Mental health is a spectrum.
Right, so it’s pretty unfortunate every single person alive receives the same prescribed dose. If only we found some way to deal with mental health problems proportional to their severity...
If you acted like I act and weren't prepared to explain yourself you'd likely end up in a box somewhere "for your own protection and the safety of others." That's my normal place on the spectrum. Plenty of doctors would certainly be willing to provide me with a "more normal life," and would no doubt believe, even in what I laughingly call their greedy little hearts of hearts, that they were doing me a service. Also undoubtedly, a great many people would take them up on their offer if they were in my place, but I am quite normal enough for me.
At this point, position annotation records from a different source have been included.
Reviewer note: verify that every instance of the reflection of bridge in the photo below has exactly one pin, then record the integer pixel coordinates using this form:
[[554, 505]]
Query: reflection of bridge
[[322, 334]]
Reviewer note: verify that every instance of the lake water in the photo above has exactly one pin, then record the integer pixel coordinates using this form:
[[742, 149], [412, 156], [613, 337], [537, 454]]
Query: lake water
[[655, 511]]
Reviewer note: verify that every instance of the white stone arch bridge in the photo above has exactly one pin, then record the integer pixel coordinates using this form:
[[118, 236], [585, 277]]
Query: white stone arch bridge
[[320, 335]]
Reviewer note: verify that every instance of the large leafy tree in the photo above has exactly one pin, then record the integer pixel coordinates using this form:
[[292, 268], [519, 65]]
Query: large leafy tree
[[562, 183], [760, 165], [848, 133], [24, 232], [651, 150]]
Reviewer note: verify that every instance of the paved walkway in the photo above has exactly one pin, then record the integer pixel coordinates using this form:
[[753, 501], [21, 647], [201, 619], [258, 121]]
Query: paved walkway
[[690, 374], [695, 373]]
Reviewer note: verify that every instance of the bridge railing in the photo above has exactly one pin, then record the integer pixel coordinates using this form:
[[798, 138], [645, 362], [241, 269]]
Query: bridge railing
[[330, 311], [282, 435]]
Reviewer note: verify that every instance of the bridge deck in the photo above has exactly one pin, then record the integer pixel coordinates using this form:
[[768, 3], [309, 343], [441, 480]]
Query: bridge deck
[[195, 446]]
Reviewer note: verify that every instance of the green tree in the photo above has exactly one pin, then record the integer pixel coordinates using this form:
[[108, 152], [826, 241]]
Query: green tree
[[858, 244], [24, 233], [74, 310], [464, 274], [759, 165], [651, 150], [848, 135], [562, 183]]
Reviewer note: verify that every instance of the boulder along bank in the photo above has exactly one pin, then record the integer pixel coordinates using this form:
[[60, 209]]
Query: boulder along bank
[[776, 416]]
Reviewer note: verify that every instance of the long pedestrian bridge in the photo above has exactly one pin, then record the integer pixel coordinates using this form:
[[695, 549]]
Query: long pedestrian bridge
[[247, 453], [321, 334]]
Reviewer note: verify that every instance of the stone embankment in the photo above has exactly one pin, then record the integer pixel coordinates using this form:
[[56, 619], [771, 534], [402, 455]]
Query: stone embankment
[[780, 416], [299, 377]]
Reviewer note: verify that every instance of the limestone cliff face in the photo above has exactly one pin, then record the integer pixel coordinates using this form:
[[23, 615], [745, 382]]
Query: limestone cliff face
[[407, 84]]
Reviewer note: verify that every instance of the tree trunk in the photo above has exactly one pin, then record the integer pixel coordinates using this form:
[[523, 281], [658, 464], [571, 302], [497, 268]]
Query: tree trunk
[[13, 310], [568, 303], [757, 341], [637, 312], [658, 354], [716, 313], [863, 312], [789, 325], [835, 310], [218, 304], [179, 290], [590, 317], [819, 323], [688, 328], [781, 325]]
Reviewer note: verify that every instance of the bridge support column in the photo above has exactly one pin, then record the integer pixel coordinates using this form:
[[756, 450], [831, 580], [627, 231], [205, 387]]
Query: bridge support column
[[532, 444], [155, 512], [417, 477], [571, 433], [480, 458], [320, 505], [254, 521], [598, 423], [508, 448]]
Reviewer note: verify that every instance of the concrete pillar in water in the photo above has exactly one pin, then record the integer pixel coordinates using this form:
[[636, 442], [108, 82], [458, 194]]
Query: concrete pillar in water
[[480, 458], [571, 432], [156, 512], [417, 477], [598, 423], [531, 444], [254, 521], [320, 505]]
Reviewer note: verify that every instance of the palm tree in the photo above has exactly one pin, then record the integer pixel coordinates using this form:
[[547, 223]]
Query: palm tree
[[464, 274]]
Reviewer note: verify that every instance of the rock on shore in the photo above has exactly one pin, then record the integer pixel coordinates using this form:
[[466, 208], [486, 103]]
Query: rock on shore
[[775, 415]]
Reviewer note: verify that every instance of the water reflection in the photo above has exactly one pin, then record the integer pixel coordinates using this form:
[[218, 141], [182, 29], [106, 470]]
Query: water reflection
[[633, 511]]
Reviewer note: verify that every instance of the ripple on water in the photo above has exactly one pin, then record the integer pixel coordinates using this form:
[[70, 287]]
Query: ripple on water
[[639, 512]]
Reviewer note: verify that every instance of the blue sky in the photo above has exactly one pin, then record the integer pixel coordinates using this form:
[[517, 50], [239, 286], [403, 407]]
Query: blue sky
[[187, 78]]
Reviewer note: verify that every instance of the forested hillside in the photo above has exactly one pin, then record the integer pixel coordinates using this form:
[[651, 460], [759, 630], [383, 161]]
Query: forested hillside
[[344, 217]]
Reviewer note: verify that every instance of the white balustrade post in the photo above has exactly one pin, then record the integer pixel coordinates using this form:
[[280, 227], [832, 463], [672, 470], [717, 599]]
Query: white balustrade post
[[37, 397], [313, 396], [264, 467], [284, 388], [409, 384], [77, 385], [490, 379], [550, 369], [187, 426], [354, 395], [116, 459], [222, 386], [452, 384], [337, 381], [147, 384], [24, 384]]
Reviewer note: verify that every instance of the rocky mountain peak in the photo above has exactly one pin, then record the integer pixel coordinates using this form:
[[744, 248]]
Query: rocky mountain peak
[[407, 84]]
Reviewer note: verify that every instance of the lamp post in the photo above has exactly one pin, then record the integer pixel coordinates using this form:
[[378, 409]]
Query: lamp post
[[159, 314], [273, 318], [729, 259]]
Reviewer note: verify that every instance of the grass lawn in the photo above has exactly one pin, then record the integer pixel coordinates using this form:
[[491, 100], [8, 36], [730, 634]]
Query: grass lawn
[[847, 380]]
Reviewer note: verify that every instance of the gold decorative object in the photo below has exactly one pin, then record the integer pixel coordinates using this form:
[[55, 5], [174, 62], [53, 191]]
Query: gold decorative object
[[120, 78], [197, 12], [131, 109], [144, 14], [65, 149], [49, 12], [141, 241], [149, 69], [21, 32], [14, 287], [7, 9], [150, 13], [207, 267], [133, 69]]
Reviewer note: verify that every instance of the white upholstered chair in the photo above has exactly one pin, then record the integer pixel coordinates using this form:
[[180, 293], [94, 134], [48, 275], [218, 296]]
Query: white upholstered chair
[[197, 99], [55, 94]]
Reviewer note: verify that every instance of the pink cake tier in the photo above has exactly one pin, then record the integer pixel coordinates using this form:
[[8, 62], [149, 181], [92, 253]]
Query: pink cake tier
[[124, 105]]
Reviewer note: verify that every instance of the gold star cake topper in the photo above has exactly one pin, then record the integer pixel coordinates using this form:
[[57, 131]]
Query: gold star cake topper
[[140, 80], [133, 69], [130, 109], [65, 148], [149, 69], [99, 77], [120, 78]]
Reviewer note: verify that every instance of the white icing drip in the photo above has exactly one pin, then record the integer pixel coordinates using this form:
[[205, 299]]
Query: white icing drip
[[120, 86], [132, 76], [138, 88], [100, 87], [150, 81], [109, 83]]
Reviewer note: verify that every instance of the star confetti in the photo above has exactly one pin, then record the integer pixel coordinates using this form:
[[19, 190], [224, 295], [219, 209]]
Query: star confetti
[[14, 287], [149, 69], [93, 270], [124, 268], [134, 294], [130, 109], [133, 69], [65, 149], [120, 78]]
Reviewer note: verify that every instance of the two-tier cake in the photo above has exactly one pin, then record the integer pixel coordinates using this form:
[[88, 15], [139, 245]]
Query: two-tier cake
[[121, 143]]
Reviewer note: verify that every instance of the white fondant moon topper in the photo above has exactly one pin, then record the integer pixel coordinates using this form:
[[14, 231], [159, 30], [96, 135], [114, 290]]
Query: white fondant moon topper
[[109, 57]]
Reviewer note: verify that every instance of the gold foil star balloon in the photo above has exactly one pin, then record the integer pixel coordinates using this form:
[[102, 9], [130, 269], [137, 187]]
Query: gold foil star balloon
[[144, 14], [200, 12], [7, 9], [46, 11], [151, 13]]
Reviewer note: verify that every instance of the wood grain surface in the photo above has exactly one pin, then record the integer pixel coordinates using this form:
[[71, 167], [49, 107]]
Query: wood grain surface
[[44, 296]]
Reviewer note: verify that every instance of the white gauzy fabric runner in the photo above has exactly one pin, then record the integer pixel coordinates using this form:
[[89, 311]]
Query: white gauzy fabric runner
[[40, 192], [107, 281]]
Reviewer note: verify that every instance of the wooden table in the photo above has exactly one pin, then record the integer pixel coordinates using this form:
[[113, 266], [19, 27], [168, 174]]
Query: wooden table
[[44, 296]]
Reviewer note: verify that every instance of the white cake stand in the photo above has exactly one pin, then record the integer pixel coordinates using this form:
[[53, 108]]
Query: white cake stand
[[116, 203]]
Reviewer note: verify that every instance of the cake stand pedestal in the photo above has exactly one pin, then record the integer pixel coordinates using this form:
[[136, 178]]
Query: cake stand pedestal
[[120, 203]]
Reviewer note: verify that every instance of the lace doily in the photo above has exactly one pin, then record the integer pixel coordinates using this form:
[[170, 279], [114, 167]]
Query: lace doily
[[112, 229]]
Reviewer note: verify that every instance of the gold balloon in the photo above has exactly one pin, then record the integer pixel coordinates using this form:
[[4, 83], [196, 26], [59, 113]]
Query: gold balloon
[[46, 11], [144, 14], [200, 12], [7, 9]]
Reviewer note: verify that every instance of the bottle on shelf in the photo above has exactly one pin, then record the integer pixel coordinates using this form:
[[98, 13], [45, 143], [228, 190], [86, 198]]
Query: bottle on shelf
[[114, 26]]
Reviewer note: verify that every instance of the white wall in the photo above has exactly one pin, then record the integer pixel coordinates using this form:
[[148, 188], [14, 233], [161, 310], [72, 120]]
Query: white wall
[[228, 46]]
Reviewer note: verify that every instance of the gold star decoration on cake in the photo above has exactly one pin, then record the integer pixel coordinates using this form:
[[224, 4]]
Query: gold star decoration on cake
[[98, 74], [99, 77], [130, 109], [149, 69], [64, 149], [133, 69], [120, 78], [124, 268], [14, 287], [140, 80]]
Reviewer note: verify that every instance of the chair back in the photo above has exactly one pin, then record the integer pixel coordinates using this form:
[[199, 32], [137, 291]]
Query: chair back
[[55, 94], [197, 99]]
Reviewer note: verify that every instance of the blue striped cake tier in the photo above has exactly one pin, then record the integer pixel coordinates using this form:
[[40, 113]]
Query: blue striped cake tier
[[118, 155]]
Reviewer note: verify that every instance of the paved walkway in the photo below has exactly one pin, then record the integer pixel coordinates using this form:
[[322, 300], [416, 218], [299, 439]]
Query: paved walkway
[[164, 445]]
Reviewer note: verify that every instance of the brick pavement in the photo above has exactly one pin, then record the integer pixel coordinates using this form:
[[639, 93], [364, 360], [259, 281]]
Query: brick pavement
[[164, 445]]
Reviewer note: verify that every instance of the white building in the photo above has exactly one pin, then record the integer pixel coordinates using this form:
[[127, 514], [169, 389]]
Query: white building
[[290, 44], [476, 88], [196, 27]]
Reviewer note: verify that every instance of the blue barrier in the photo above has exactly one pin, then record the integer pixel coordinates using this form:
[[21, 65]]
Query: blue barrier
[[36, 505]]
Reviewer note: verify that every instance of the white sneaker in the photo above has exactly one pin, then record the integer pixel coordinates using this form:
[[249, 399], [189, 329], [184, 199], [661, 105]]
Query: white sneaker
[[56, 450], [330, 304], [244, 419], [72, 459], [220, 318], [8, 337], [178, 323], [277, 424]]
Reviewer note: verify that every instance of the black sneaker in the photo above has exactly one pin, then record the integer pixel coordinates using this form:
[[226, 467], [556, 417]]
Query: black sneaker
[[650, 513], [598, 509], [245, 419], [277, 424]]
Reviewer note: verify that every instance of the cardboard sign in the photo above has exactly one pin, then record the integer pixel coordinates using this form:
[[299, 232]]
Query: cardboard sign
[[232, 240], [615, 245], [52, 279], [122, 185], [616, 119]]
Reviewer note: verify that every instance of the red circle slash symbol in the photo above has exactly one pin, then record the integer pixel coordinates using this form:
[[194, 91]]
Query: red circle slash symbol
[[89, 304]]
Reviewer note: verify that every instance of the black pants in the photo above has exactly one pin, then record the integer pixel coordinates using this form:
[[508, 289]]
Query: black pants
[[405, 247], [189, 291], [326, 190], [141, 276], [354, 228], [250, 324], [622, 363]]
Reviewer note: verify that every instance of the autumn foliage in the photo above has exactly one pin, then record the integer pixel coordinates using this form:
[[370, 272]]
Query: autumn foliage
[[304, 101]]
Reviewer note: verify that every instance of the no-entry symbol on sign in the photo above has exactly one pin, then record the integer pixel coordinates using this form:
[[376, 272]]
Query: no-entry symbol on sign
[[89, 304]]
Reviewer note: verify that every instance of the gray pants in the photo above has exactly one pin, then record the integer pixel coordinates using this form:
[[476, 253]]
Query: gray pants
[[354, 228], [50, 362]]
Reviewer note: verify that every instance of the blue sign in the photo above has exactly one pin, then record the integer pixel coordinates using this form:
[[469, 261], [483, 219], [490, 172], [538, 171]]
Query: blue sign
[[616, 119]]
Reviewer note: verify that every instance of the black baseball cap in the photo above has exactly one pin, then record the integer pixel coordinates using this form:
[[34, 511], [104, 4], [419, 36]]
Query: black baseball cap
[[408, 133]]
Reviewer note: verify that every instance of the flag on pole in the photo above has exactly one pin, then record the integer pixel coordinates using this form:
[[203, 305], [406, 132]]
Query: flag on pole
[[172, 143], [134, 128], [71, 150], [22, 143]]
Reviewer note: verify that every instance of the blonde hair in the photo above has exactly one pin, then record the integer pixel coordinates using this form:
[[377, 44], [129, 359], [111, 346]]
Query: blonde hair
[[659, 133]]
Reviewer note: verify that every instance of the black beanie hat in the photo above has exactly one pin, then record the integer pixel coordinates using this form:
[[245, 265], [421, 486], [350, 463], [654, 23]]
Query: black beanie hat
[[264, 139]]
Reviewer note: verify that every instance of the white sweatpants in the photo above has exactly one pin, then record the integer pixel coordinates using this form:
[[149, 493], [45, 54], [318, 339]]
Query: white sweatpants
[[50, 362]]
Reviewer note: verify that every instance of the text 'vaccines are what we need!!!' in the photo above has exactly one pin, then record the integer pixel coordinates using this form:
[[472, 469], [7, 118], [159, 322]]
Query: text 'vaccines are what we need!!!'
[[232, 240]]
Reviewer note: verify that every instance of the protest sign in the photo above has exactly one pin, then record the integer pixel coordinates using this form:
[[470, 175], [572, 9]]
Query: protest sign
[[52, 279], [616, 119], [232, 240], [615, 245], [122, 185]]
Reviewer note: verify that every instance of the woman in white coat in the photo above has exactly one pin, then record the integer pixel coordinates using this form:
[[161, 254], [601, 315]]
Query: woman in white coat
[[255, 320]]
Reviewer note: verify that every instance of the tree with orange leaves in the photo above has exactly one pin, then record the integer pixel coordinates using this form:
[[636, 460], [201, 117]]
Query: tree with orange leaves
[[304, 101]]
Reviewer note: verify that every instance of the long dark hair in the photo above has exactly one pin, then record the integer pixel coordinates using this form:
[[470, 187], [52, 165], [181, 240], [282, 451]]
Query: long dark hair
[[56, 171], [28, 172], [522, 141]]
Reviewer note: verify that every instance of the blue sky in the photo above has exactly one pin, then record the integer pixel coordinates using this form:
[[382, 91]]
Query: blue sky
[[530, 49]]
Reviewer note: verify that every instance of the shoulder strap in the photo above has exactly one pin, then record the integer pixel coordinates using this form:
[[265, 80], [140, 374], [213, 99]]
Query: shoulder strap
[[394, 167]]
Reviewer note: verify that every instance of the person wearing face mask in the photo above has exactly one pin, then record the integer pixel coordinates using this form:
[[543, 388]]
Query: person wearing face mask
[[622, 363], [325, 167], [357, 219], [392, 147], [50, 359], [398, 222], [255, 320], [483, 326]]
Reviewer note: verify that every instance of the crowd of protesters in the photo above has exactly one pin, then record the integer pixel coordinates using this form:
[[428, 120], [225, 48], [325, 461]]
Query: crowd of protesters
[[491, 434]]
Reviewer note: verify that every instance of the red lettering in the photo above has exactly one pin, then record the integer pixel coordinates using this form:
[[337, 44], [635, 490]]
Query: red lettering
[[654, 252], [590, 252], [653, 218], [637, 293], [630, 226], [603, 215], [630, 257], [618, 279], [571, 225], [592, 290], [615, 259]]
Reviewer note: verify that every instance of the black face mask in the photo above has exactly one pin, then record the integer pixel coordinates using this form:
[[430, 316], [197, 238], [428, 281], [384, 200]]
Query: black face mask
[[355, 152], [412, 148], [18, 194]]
But this is the thing, it’s not really just based on basically how you behave that diagnoses are made, it takes a long interview and analysis process and, depending on the intended diagnosis, also extensive medical tests. ADD diagnoses aren’t like “we’ll Jimmy’s pulling Fs in class, better prescribe him 2k mg of Ritalin to be taken twice daily”, they require a much deeper and more extensive process to achieve a diagnosis.
That said, I’m not by any means saying the way we medically handle mental health is flawless, nor how we socially handle it, obviously. I’m just saying you’re being horribly unfair to it yourself, and what you offer as a solution is not actually a solution at all. The situation is this: patients being prescribed medicine have to pay an arm and a leg to get it. The solution you’re offering is: stop prescribing us medicine. The clearer and more coherent solution is: stop charging us so goddamn much.
More importantly, the question at hand, about this specific “opioid crisis”, equally can’t be solved by making health services less available, considering it’s a public health problem. The way to solve this is the same way you “solve” any societal drug problem, which ultimately ends up leading you to a socialist solution. Decriminalization of drug use, free and abundant health services, and re-evaluation of the drug’s practical danger to users and society. Definitely not by making unrelated things worse for unrelated people, like the ability of depressed, anxious, or low-spectrum autistic people to acquire medication for themselves.